Senior appointments influence every aspect of university life at a level mere policy cannot touch—a reality illustrated by two recent incidents. In April, James Orr, the recently hired senior vice provost for undergraduate success, said that he planned to “investigate” a student group for making a satirical video that some students deemed racist. Orr backed down only after the Foundation for Individual Rights and Expression intervened.

In the same month, the university honored one of its student activists with an award for the senior who has made the “most outstanding contribution” to the university through leadership of a student club. This Chancellor’s Award went to the founder of an activist group called TransparUNCy, which was created to fight “right-wing attack[s] on equity and justice in higher education.” TransparUNCy’s now-award-winning activism has notably included promoting the “Walk Out for the West Bank” demonstration. The protest quickly descended into a riot, which disrupted classes and led to extensive property damage across campus, including defacement of the ROTC building. 
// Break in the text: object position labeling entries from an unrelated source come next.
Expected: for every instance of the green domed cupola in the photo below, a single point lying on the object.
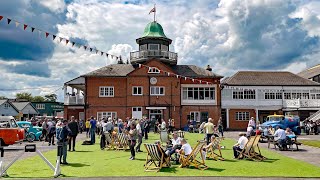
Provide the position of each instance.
(153, 29)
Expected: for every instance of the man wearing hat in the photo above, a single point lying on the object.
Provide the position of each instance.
(240, 145)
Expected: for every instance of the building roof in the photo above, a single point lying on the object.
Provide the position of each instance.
(268, 78)
(311, 72)
(112, 70)
(153, 29)
(122, 70)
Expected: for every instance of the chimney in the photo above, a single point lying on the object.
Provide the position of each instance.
(209, 68)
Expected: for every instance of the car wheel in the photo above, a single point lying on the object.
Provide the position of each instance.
(30, 137)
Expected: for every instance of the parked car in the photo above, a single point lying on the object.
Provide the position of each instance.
(32, 132)
(283, 122)
(10, 132)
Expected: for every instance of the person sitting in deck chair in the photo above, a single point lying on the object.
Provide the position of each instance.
(240, 145)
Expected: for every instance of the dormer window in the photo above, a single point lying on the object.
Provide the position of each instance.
(153, 70)
(154, 47)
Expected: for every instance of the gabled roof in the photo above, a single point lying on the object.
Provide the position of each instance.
(268, 78)
(122, 70)
(311, 72)
(111, 70)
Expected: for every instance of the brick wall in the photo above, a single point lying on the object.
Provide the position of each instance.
(239, 125)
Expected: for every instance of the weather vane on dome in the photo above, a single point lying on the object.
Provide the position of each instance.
(153, 10)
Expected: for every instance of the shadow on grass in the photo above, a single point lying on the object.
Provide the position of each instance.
(77, 165)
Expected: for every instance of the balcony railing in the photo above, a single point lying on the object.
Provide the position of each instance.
(302, 103)
(138, 56)
(73, 100)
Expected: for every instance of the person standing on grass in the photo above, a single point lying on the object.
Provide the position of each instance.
(133, 135)
(74, 128)
(93, 124)
(140, 135)
(209, 129)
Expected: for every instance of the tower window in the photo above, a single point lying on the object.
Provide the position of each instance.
(154, 47)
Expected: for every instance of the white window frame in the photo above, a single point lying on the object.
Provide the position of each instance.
(242, 116)
(137, 94)
(106, 89)
(105, 115)
(149, 47)
(155, 91)
(153, 70)
(40, 106)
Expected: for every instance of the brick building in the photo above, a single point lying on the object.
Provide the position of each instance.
(151, 89)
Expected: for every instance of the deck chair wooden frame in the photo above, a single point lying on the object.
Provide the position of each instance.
(156, 158)
(110, 144)
(122, 142)
(214, 151)
(191, 159)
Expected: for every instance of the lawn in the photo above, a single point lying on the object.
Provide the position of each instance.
(313, 143)
(90, 161)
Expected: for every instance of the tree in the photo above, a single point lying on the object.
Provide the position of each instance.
(25, 96)
(38, 99)
(51, 98)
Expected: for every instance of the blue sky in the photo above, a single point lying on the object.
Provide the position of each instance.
(230, 35)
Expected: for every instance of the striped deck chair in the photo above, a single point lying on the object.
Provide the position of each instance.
(215, 147)
(256, 153)
(122, 142)
(156, 158)
(181, 134)
(110, 141)
(191, 159)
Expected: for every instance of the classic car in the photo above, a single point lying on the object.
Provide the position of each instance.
(10, 132)
(34, 132)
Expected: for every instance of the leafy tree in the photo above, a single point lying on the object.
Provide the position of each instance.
(51, 98)
(38, 99)
(24, 95)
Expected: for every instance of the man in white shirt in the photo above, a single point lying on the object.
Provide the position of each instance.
(240, 145)
(280, 136)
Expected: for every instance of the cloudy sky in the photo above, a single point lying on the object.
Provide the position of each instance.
(230, 35)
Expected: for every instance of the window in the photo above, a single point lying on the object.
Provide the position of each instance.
(106, 91)
(154, 47)
(106, 115)
(237, 94)
(242, 116)
(137, 90)
(156, 91)
(198, 93)
(6, 105)
(249, 94)
(269, 96)
(278, 95)
(153, 70)
(40, 106)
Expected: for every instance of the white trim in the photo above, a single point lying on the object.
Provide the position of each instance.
(156, 107)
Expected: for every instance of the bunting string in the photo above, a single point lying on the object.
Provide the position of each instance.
(47, 34)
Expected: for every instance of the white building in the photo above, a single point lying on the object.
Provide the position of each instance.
(259, 94)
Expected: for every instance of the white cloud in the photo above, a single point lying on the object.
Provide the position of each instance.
(56, 6)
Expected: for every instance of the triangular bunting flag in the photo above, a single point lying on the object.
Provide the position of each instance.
(17, 23)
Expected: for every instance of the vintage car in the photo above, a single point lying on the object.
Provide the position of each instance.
(33, 132)
(283, 122)
(10, 132)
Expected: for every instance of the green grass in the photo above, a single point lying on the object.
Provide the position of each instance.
(90, 161)
(313, 143)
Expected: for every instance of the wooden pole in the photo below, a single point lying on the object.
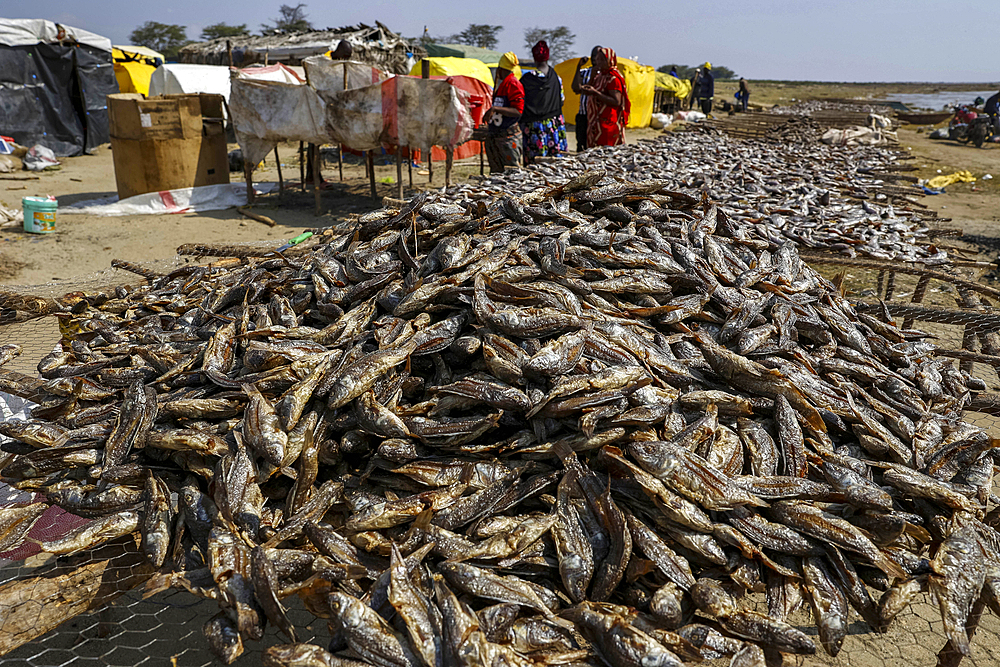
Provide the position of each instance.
(449, 159)
(31, 606)
(281, 181)
(340, 147)
(399, 171)
(302, 166)
(371, 173)
(248, 174)
(317, 179)
(425, 73)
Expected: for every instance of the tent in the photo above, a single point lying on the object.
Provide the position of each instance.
(53, 83)
(176, 79)
(488, 56)
(448, 66)
(463, 51)
(134, 65)
(640, 81)
(681, 88)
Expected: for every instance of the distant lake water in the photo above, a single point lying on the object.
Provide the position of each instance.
(945, 99)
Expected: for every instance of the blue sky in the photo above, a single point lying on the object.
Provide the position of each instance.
(832, 40)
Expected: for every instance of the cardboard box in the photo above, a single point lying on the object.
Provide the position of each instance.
(169, 142)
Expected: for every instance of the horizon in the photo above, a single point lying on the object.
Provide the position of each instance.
(891, 41)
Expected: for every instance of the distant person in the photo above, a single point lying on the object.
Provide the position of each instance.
(992, 109)
(744, 94)
(503, 138)
(542, 122)
(608, 105)
(581, 78)
(344, 51)
(706, 89)
(693, 95)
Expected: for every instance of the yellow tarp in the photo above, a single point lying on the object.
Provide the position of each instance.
(477, 69)
(939, 182)
(640, 81)
(133, 77)
(134, 65)
(680, 87)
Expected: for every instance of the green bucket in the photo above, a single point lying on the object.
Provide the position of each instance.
(39, 214)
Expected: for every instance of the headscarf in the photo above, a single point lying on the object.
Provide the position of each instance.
(508, 61)
(600, 80)
(540, 52)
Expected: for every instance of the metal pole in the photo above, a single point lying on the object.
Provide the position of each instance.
(302, 166)
(425, 73)
(281, 181)
(399, 171)
(340, 147)
(316, 179)
(248, 173)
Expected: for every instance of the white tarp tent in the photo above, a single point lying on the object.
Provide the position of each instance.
(177, 79)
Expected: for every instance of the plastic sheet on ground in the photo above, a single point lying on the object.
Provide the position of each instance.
(855, 136)
(939, 182)
(182, 200)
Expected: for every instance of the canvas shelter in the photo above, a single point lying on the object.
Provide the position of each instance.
(448, 66)
(134, 65)
(640, 81)
(180, 79)
(375, 45)
(54, 80)
(681, 88)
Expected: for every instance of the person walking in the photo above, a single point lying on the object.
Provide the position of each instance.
(582, 78)
(503, 138)
(706, 89)
(608, 105)
(744, 94)
(542, 123)
(695, 83)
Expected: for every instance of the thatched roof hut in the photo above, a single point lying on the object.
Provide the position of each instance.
(377, 46)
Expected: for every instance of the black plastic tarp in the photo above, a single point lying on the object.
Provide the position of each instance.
(54, 95)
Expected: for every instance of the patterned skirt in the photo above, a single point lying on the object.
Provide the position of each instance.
(544, 137)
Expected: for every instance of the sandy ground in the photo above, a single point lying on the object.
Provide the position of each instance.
(168, 626)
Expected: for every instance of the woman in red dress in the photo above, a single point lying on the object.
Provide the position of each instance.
(608, 105)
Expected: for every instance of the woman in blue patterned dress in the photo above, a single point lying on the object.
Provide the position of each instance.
(542, 121)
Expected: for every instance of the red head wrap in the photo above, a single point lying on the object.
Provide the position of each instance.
(540, 52)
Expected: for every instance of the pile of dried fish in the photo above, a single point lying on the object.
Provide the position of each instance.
(817, 196)
(577, 427)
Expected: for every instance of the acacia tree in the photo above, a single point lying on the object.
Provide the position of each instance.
(479, 34)
(290, 19)
(217, 30)
(163, 37)
(687, 71)
(560, 41)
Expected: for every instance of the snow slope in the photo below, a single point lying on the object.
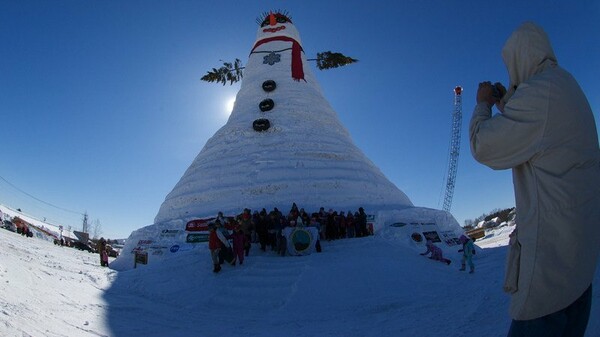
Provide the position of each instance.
(374, 286)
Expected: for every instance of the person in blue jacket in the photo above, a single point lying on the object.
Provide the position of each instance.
(467, 250)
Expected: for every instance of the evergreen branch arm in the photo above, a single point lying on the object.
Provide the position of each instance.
(229, 72)
(328, 60)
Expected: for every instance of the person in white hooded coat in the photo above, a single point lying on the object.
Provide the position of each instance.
(545, 133)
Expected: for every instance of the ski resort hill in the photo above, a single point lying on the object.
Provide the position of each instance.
(372, 286)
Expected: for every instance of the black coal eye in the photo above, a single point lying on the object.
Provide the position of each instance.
(266, 105)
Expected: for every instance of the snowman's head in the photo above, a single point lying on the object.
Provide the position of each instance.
(276, 24)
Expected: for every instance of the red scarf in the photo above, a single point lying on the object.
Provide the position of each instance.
(297, 70)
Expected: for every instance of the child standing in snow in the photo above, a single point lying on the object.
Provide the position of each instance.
(436, 252)
(214, 245)
(467, 251)
(239, 243)
(104, 255)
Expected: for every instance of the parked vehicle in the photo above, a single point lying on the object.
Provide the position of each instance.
(8, 225)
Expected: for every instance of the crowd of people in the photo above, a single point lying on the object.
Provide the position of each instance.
(265, 228)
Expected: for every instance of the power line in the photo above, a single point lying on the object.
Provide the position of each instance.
(40, 200)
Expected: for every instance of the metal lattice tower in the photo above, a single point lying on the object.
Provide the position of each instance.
(454, 148)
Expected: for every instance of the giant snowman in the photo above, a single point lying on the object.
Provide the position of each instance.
(282, 144)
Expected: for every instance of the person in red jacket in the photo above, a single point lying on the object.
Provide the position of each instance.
(214, 245)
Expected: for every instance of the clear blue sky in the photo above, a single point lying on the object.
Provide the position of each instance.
(102, 108)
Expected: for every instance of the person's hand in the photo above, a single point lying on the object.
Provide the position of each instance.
(485, 93)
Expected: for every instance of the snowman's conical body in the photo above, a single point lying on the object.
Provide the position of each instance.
(304, 156)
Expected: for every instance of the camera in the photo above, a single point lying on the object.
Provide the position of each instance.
(498, 91)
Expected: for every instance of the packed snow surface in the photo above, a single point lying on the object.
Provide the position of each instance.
(373, 286)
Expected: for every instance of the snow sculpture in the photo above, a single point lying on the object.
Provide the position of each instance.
(304, 156)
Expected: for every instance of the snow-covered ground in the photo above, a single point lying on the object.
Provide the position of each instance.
(374, 286)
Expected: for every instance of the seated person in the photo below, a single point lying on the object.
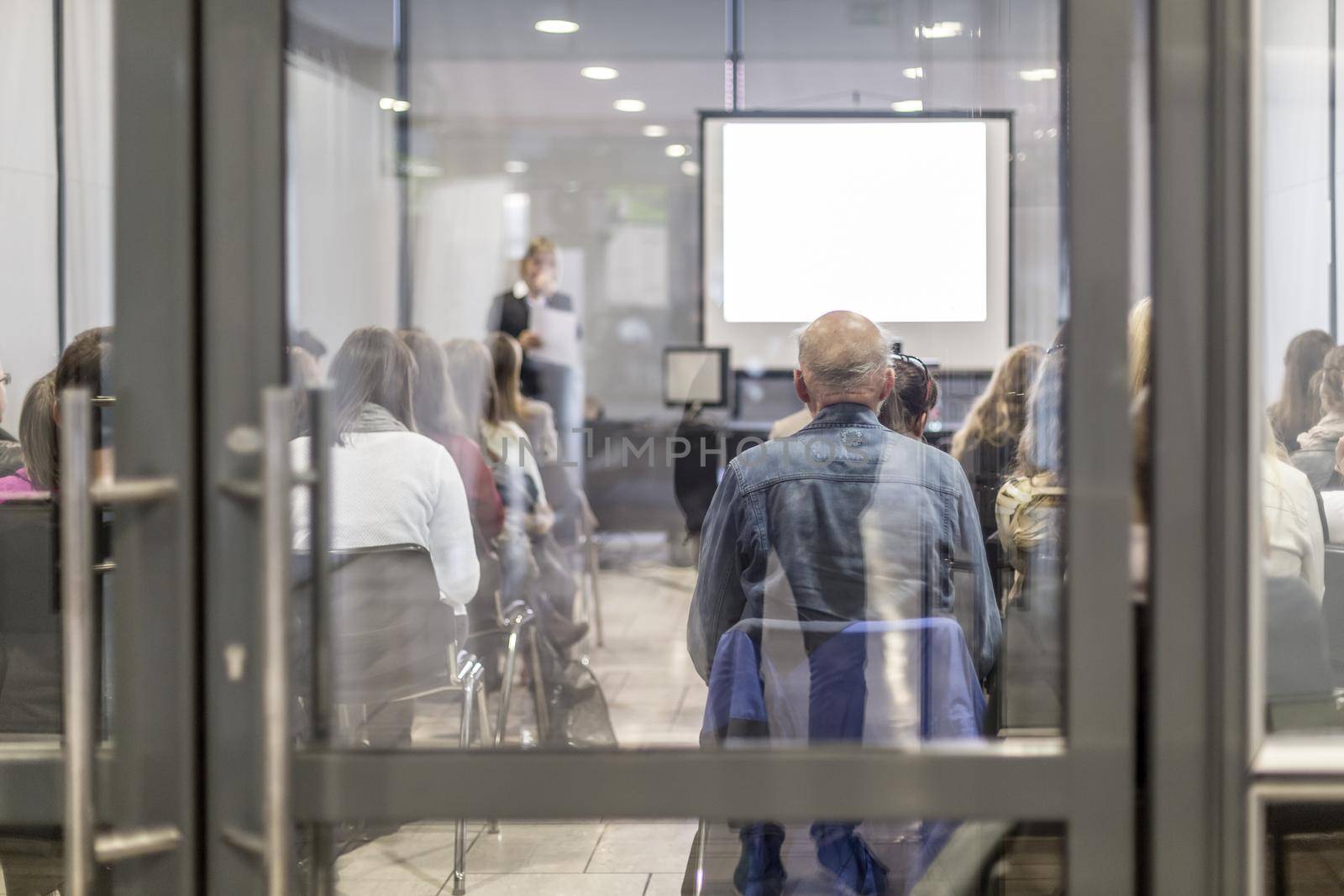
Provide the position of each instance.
(390, 484)
(38, 434)
(785, 535)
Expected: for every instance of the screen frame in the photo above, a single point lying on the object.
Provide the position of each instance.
(723, 374)
(1005, 116)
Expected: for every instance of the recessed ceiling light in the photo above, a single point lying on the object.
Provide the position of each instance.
(941, 29)
(557, 26)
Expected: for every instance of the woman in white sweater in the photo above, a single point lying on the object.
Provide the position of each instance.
(390, 485)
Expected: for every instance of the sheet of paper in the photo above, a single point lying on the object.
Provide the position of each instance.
(559, 333)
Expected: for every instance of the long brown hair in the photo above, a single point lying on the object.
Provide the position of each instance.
(506, 402)
(373, 367)
(1296, 409)
(432, 396)
(1332, 383)
(38, 432)
(474, 382)
(1000, 412)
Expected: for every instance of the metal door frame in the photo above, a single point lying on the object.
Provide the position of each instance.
(1088, 782)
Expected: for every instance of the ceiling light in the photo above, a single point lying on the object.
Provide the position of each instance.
(941, 29)
(557, 26)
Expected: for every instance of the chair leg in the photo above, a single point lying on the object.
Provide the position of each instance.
(543, 721)
(483, 711)
(507, 687)
(460, 859)
(591, 577)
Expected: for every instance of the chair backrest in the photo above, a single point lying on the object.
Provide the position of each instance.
(389, 629)
(1297, 681)
(1335, 611)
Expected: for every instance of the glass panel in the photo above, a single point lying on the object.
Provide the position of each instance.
(1303, 375)
(669, 857)
(55, 249)
(1304, 846)
(526, 190)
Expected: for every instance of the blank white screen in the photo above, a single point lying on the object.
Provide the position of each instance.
(885, 217)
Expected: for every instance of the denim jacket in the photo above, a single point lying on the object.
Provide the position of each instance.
(843, 521)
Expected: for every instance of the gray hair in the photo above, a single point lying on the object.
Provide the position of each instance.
(843, 362)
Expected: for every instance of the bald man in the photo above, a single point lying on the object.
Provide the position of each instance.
(844, 520)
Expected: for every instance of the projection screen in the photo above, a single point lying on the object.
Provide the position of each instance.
(902, 217)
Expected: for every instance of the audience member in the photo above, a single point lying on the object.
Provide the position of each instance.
(390, 484)
(438, 417)
(785, 533)
(528, 555)
(1030, 506)
(38, 434)
(85, 364)
(1296, 409)
(913, 398)
(535, 417)
(988, 439)
(1314, 453)
(1294, 539)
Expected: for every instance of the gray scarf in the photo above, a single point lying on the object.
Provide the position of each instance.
(1324, 434)
(375, 418)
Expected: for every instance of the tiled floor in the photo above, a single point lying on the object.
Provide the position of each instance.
(655, 699)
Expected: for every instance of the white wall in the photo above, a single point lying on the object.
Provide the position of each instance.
(342, 194)
(87, 150)
(1294, 186)
(27, 197)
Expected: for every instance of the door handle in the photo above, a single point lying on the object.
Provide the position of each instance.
(276, 481)
(85, 846)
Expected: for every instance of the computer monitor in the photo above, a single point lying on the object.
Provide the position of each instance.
(696, 375)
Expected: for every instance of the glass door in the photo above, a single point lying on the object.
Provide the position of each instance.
(508, 587)
(98, 705)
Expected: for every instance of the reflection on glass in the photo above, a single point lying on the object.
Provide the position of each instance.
(649, 521)
(1304, 846)
(683, 856)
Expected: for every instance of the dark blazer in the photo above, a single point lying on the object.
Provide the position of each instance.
(511, 315)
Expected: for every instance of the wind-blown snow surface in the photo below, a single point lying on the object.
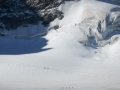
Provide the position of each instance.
(58, 60)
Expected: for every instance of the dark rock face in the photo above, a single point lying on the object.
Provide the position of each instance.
(15, 13)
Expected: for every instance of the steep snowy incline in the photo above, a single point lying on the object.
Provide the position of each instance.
(63, 62)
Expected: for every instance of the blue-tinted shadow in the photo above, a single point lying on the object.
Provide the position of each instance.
(12, 46)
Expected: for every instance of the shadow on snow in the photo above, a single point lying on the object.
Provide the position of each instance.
(12, 46)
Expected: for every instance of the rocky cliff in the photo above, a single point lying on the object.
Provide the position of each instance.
(15, 13)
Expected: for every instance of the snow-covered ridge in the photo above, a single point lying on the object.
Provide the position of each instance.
(98, 22)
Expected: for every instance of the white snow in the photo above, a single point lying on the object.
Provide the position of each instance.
(58, 61)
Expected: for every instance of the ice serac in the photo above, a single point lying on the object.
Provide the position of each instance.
(97, 20)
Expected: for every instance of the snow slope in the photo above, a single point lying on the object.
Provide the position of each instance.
(69, 57)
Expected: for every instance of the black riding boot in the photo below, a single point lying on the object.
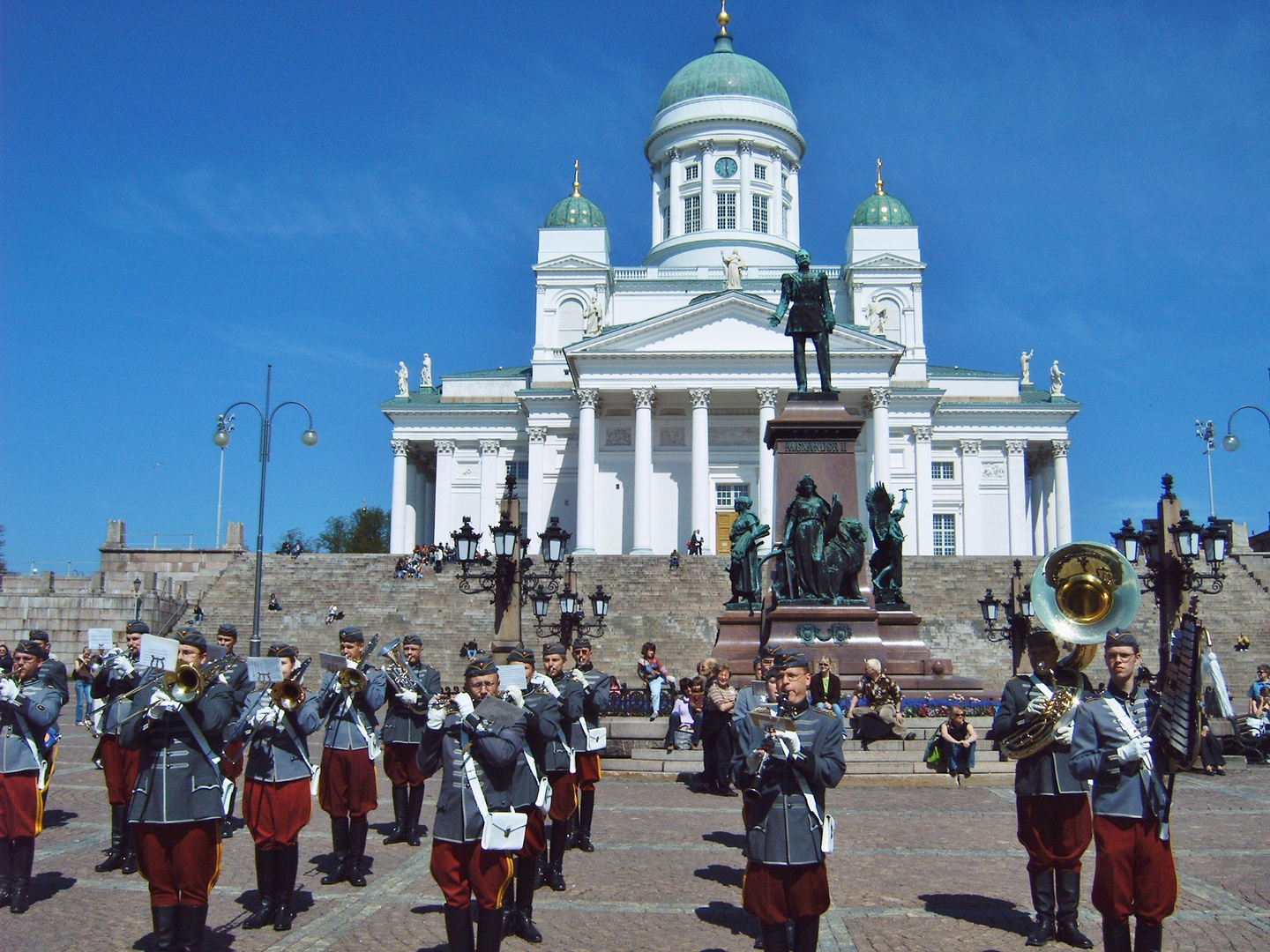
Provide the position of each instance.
(556, 866)
(1116, 937)
(459, 928)
(1042, 902)
(340, 841)
(285, 885)
(190, 922)
(115, 857)
(267, 885)
(399, 807)
(357, 851)
(586, 809)
(413, 807)
(1067, 889)
(526, 871)
(775, 938)
(1147, 938)
(489, 929)
(22, 854)
(164, 919)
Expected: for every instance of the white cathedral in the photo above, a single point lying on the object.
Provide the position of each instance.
(641, 414)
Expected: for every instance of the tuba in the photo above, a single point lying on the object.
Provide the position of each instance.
(1080, 591)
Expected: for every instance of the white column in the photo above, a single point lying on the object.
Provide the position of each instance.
(880, 433)
(641, 532)
(972, 531)
(1016, 496)
(1062, 490)
(766, 499)
(701, 508)
(397, 527)
(489, 489)
(586, 537)
(442, 522)
(536, 518)
(925, 502)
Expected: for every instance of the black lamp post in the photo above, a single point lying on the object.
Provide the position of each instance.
(221, 438)
(1172, 546)
(1019, 614)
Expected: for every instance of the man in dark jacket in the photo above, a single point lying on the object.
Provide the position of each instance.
(1053, 807)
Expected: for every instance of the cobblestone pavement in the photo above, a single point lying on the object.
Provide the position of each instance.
(915, 868)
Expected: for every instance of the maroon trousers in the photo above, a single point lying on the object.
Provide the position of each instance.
(181, 861)
(1054, 830)
(781, 894)
(276, 813)
(1134, 873)
(121, 768)
(401, 766)
(347, 784)
(22, 809)
(464, 870)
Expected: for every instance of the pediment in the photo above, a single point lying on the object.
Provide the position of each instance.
(732, 323)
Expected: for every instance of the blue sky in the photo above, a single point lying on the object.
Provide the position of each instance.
(193, 190)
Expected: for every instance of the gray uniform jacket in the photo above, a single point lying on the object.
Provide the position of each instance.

Other campus leaders have simply tried to hide the facts. When the Oversight Project requested syllabi and course materials for 74 Carolina courses through a public records request, Chancellor Roberts’s administration refused outright. The state university system office then required public disclosure of syllabi. But as the Martin Center reports, administrators are allowing professors to hide course content using a loophole in the disclosure rule.

Lee Roberts’s viral moment at the flagpole was a commendable symbolic gesture—but only symbolic. Real reform requires vigilance, follow-through, and leadership on the ground. Time will tell, but for now there’s trouble in Tar Heel country.